Nike Inc (NYSE:NKE) reported stronger-than-expected results for its third quarter on Tuesday.
The athletic-wear maker out of Beaverton, Oregon reported Tuesday Revenues increased to $10.1 billion in the third quarter, up 5% on a reported basis and up 7% on a currency-neutral basis, driven by 13% currency-neutral growth in NIKE Direct with digital growth of 36% and strong growth across EMEA, APLA and North America, offset by the impact of COVID-19 on our business in Greater China.
Digital sales in Greater China increased more than 30% while brick and mortar retail sales were impacted by temporary store closures related to COVID-19.
Said CEO John Donahoe, “In an extraordinarily dynamic time, NIKE’s strong results are testament to our deep consumer connections, compelling product innovation and agile teams around the world. We know it’s in times like these that strong brands get even stronger. As we start to see recovery in China, no one is better equipped than NIKE to navigate the current climate.”

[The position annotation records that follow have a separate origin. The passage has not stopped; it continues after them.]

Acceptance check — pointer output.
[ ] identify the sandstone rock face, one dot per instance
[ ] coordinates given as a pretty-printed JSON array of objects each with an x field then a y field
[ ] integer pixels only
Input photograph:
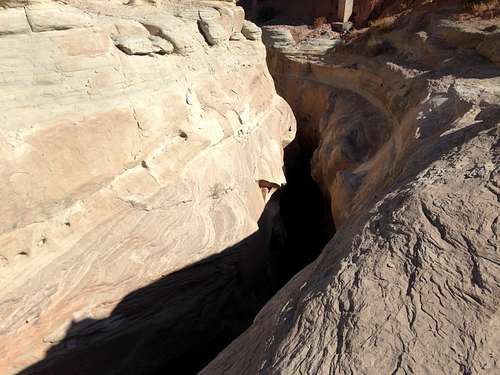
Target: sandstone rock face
[
  {"x": 405, "y": 129},
  {"x": 104, "y": 147}
]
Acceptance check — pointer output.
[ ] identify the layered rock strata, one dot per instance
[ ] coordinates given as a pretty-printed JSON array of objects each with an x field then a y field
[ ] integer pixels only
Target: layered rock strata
[
  {"x": 404, "y": 125},
  {"x": 131, "y": 149}
]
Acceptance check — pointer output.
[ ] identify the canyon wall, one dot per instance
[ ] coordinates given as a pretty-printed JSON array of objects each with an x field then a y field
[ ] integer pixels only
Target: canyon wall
[
  {"x": 136, "y": 141},
  {"x": 306, "y": 11},
  {"x": 403, "y": 125}
]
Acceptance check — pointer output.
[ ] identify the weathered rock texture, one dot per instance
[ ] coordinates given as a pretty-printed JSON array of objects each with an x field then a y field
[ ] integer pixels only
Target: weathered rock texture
[
  {"x": 405, "y": 128},
  {"x": 130, "y": 149}
]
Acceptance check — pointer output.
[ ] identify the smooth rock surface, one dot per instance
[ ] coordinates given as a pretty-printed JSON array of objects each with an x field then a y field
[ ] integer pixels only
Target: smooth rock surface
[
  {"x": 405, "y": 131},
  {"x": 103, "y": 155}
]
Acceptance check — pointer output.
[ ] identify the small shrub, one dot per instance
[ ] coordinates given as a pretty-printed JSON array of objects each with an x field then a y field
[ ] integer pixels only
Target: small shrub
[
  {"x": 318, "y": 22},
  {"x": 383, "y": 24}
]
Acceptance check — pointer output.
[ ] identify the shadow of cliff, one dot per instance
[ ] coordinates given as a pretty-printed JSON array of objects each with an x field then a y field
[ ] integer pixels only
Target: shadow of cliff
[{"x": 177, "y": 324}]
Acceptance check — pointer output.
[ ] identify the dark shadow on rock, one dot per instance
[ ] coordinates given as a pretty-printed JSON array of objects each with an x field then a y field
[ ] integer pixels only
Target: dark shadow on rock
[{"x": 177, "y": 324}]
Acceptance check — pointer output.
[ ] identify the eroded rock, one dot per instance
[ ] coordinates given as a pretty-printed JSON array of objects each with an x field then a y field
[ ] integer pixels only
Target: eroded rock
[
  {"x": 405, "y": 135},
  {"x": 102, "y": 157}
]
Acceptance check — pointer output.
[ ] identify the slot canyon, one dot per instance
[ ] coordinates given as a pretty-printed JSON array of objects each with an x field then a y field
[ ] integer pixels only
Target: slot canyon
[{"x": 250, "y": 187}]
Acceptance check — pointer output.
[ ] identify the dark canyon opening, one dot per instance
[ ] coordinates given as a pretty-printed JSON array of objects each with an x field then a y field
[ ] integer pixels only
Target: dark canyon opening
[{"x": 179, "y": 323}]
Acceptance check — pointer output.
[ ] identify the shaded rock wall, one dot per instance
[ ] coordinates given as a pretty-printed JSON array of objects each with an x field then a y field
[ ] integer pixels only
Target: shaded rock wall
[
  {"x": 131, "y": 149},
  {"x": 405, "y": 126}
]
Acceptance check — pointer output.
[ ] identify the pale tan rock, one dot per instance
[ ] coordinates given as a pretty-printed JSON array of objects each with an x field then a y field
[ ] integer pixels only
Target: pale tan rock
[
  {"x": 102, "y": 158},
  {"x": 13, "y": 21},
  {"x": 405, "y": 134},
  {"x": 53, "y": 16}
]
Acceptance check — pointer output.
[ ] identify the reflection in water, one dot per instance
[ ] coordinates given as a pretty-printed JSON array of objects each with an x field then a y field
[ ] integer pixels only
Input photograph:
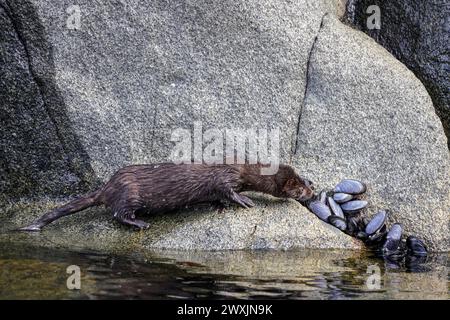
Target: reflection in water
[{"x": 28, "y": 273}]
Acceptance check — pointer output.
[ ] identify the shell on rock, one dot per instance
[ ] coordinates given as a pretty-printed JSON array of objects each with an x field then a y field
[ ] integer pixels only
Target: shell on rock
[
  {"x": 320, "y": 209},
  {"x": 376, "y": 223},
  {"x": 350, "y": 186},
  {"x": 341, "y": 197},
  {"x": 353, "y": 206},
  {"x": 416, "y": 246},
  {"x": 338, "y": 222},
  {"x": 323, "y": 197},
  {"x": 335, "y": 208},
  {"x": 393, "y": 238}
]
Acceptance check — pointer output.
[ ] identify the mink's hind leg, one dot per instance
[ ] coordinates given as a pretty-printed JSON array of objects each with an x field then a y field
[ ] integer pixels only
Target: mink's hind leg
[
  {"x": 127, "y": 217},
  {"x": 240, "y": 199}
]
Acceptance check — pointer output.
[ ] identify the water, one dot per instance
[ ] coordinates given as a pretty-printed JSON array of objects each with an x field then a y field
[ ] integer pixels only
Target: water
[{"x": 40, "y": 273}]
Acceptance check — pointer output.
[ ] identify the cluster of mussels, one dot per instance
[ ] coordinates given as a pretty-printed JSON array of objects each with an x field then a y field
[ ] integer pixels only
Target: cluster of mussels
[{"x": 343, "y": 209}]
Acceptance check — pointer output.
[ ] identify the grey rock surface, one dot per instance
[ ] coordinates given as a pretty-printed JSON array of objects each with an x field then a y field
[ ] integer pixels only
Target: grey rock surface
[
  {"x": 366, "y": 116},
  {"x": 81, "y": 103},
  {"x": 417, "y": 33},
  {"x": 271, "y": 224}
]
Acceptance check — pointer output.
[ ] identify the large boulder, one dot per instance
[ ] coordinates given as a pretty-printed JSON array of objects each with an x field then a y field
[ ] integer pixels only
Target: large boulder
[
  {"x": 368, "y": 117},
  {"x": 82, "y": 100},
  {"x": 417, "y": 33}
]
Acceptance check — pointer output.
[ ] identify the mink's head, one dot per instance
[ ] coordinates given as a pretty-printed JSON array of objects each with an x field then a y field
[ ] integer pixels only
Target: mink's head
[{"x": 294, "y": 186}]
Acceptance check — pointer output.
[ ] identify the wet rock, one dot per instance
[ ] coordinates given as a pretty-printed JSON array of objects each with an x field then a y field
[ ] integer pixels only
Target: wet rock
[
  {"x": 83, "y": 102},
  {"x": 417, "y": 33}
]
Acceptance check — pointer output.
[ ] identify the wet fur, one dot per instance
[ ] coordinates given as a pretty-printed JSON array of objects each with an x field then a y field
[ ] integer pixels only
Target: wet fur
[{"x": 166, "y": 187}]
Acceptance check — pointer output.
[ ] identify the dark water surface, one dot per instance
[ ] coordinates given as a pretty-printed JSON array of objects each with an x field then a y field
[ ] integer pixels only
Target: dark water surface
[{"x": 40, "y": 273}]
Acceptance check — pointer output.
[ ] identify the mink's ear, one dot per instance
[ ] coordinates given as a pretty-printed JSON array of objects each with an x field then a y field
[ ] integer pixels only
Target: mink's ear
[{"x": 289, "y": 185}]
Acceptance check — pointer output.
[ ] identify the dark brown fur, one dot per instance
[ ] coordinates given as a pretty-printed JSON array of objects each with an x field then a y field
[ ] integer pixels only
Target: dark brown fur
[{"x": 165, "y": 187}]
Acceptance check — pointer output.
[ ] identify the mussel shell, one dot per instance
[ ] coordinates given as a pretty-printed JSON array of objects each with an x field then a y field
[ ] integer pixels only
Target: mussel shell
[
  {"x": 378, "y": 238},
  {"x": 393, "y": 238},
  {"x": 350, "y": 186},
  {"x": 353, "y": 206},
  {"x": 416, "y": 246},
  {"x": 361, "y": 235},
  {"x": 341, "y": 197},
  {"x": 335, "y": 208},
  {"x": 323, "y": 197},
  {"x": 376, "y": 223},
  {"x": 320, "y": 209},
  {"x": 338, "y": 222}
]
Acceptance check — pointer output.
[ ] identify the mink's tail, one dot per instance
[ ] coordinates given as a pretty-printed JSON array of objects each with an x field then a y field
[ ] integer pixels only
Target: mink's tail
[{"x": 90, "y": 200}]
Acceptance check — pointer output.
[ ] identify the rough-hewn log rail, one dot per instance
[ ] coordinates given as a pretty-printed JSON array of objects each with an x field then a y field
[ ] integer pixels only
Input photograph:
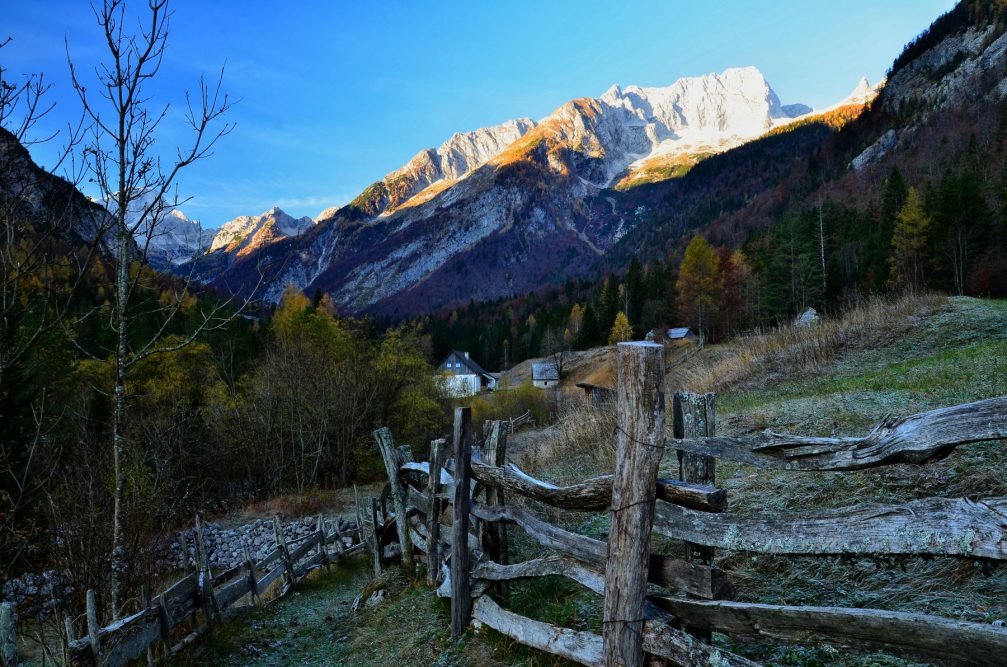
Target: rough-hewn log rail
[
  {"x": 937, "y": 526},
  {"x": 594, "y": 494},
  {"x": 126, "y": 639},
  {"x": 585, "y": 648},
  {"x": 675, "y": 574},
  {"x": 918, "y": 438},
  {"x": 929, "y": 638}
]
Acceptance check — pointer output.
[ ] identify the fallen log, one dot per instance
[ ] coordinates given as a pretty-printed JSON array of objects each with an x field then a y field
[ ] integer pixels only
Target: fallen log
[
  {"x": 938, "y": 526},
  {"x": 928, "y": 638},
  {"x": 918, "y": 439}
]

Diluted earnings per share for the quarter was $0.53, including a $0.25 non-recurring, non-cash charge related to our entry into definitive agreements to transition our Brazil, Argentina, Chile and Uruguay businesses to a strategic distributor model. Diluted earnings per share were also adversely impacted by COVID-19.
In the third quarter, on a currency-neutral basis, Greater China revenues were down 4% following 22 consecutive quarters of double-digit growth.
However, during the first two months of the third quarter, Greater China’s revenue grew strong double digits, offset by the impacts of COVID-19 beginning in late January.